Нет, наконец, никаких оснований останавливаться и перед ситуацией христианской разделенности. Здесь более всего был бы уместен межконфессиональный диалог – в первую очередь диалог православно-католический – по разработке общих действий в направлении отстаивания христианских прав, и первым из них вполне могло бы стать координирование воздействий на международные правовые организации с целью внесения статьи об упоминавшейся уже в этом докладе христианофобии в юридические общеевропейские документы. Только при результативости этого диалога по христианскому выживанию в современном мире (разумеется, с участием тех немногих, чей разум еще способен к восприятию серьезности сложившегося положения дел), со временем можно будет говорить о задачах христианства и в межрелигиозном диалоге. В противном случае данному диалогу придется проходить, и, возможно, уже не в самом отдаленном будущем, по крайней мере, в европейском контексте, уже без участия одной из сторон – той, которая была когда-то его основным инициатором.
Возможно, основная задача христиан в Европе сузится до попыток сохранения за собой хотя бы основных исторических памятников (решение ее также может быть не из простых, учитывая очень быстрое освоение европейского пространства нехристианскими религиями). Возможно, что прогрессирующий кризис общественной авторитетности христианства и рост вероотступничества приведут и к тому, что строители новой Европы будут привлекать духовенство других религий для рукоположения христианских священников и епископов. Например, на основании их тестирования на "толерантность" и отказ от «традиционных предрассудков», которых в других религиях, как уже сейчас многим кажется, уже давно нет… Поскольку ничто в этом мире не стоит на месте, статус "терпимой религии" может понизиться и дальше, и христианство вполне может вернуться к чему-то аналогичному его положению в Римской империи до Константина Великого – с той только разницей, что, несмотря на гонения, его авторитет в обществе был однозначно высок.
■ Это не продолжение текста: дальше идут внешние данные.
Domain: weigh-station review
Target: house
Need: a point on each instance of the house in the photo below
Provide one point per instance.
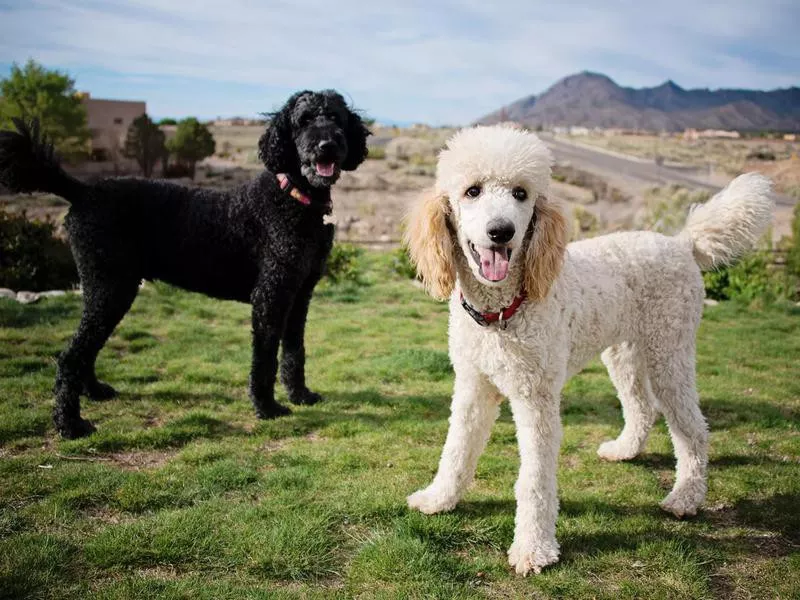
(108, 122)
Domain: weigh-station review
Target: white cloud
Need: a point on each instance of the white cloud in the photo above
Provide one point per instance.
(437, 62)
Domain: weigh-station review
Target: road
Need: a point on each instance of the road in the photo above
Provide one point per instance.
(637, 170)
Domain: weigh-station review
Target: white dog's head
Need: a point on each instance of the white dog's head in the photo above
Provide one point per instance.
(490, 201)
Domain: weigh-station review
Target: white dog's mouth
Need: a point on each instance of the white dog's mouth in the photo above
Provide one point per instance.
(492, 262)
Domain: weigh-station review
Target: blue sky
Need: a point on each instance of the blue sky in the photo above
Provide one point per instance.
(406, 61)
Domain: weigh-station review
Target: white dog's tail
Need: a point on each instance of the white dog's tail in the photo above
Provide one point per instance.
(731, 222)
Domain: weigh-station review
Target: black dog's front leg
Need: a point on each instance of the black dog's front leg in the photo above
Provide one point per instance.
(271, 301)
(294, 354)
(293, 359)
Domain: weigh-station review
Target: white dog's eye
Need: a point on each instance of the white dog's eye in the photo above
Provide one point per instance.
(473, 191)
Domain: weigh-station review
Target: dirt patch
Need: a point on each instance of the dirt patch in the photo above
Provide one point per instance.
(137, 461)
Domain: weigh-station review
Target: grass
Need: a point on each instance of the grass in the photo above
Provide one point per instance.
(182, 493)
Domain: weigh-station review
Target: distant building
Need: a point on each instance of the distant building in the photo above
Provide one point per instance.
(694, 134)
(108, 122)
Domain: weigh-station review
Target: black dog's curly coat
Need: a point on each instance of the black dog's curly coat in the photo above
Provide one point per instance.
(257, 243)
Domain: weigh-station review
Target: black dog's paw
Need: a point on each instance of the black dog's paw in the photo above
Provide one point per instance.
(273, 411)
(75, 428)
(306, 397)
(99, 391)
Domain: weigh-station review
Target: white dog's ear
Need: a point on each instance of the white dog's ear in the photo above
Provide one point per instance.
(546, 249)
(430, 243)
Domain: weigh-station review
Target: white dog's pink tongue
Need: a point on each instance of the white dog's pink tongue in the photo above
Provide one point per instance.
(494, 263)
(325, 169)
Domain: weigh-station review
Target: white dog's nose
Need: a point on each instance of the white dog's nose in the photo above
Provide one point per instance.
(500, 230)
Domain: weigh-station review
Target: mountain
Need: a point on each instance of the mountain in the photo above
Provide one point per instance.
(595, 100)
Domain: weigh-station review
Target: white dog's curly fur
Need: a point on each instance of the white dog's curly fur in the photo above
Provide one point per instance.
(636, 297)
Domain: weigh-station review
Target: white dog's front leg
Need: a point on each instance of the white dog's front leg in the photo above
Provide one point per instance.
(474, 409)
(539, 437)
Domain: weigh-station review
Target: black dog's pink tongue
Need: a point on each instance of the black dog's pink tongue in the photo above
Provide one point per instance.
(325, 169)
(494, 263)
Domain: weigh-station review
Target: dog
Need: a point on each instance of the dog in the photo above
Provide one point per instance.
(528, 311)
(264, 243)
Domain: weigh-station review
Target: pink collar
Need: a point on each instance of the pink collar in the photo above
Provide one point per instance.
(485, 319)
(294, 192)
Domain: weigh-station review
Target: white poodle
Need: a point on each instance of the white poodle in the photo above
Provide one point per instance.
(527, 312)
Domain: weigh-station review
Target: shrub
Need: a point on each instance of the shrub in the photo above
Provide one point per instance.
(376, 152)
(31, 257)
(192, 142)
(344, 264)
(401, 263)
(144, 142)
(753, 277)
(793, 254)
(668, 207)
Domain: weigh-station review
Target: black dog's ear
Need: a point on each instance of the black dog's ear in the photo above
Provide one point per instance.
(276, 148)
(356, 133)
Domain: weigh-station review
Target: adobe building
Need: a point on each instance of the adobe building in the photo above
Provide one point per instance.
(108, 122)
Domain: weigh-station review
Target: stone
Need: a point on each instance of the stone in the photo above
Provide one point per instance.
(27, 297)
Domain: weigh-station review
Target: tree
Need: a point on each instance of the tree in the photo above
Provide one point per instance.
(145, 143)
(192, 142)
(35, 92)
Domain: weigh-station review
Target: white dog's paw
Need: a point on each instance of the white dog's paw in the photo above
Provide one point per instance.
(525, 557)
(685, 498)
(432, 500)
(616, 450)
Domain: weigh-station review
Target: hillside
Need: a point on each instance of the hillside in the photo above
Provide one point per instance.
(595, 100)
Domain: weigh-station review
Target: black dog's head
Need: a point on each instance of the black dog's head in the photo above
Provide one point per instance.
(316, 136)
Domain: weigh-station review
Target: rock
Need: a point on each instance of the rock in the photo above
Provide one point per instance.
(27, 297)
(404, 148)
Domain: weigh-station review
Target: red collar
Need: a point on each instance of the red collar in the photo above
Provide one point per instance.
(294, 192)
(485, 319)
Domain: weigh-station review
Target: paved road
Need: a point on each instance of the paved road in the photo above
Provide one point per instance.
(638, 170)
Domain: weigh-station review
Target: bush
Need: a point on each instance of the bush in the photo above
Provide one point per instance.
(668, 207)
(754, 277)
(793, 254)
(401, 263)
(376, 152)
(192, 142)
(344, 264)
(32, 258)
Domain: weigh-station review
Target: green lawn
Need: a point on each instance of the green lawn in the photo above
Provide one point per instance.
(183, 494)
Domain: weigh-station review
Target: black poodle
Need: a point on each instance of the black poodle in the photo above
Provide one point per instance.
(263, 242)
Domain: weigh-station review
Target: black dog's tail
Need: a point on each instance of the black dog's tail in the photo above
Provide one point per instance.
(28, 164)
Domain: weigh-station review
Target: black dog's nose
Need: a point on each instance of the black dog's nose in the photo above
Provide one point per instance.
(327, 147)
(500, 231)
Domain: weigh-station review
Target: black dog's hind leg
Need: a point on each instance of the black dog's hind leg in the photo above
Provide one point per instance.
(104, 306)
(294, 354)
(271, 300)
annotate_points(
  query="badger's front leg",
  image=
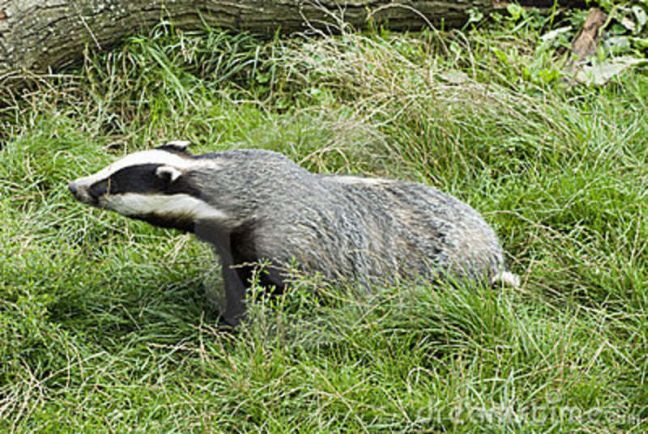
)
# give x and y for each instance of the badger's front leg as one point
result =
(234, 295)
(235, 287)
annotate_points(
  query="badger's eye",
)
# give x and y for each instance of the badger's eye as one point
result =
(98, 189)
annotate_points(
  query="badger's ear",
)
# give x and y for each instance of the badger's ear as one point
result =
(176, 145)
(168, 173)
Благодушное настроение, основывающееся на том, что религия может сохранить свои позиции, не отстаивая самое себя, только потому, что она уже давно существует, является вполне иллюзорным. Тем, кто считает, что Европа и без специальных усилий просто не может перестать быть христианской на том основании, что уже много столетий была таковой, хочется напомнить о том, что и в России перед 1917 годом никто, за исключением лишь единичных прозорливцев, не предполагал, что может произойти то, что произошло, и даже когда оно совершилось, очень немногие думали, что оно могло "задержаться" всерьез. Бог никому не дает мандатов на вечность, и от человеческой стороны также требуются определенные усилия для продления с Ним отношений. Христианство в Европе может испытывать потребность в реконкисте в настоящее время никак не в меньшей степени, чем в XI – XII вв., но рассчитывать на поддержку таких власть имущих, как Альфонс Воитель, Фердинанд Великий или Фердинанд Святой не может – за отсутствием каких-либо аналогов последним. Последняя надежда может быть только на "обратное отвоевание" сознания, которое должно начаться с того, чтобы христиане всех конфессий, для которых имеет значимость судьба их религии, начали считать себя прежде всего христианами, а только затем уже православными, католиками, евангеликами, фундаменталистами и т.д., а интересы христианства в любой части современного мира непосредственно своими. Следует только помнить о замечании одного очень известного американского православного священника, беспокоившегося уже три десятилетия назад о судьбе христианства в секуляризованном мире, которое применимо к очень многим ситуациям, в том числе и к этой: It is later than you think!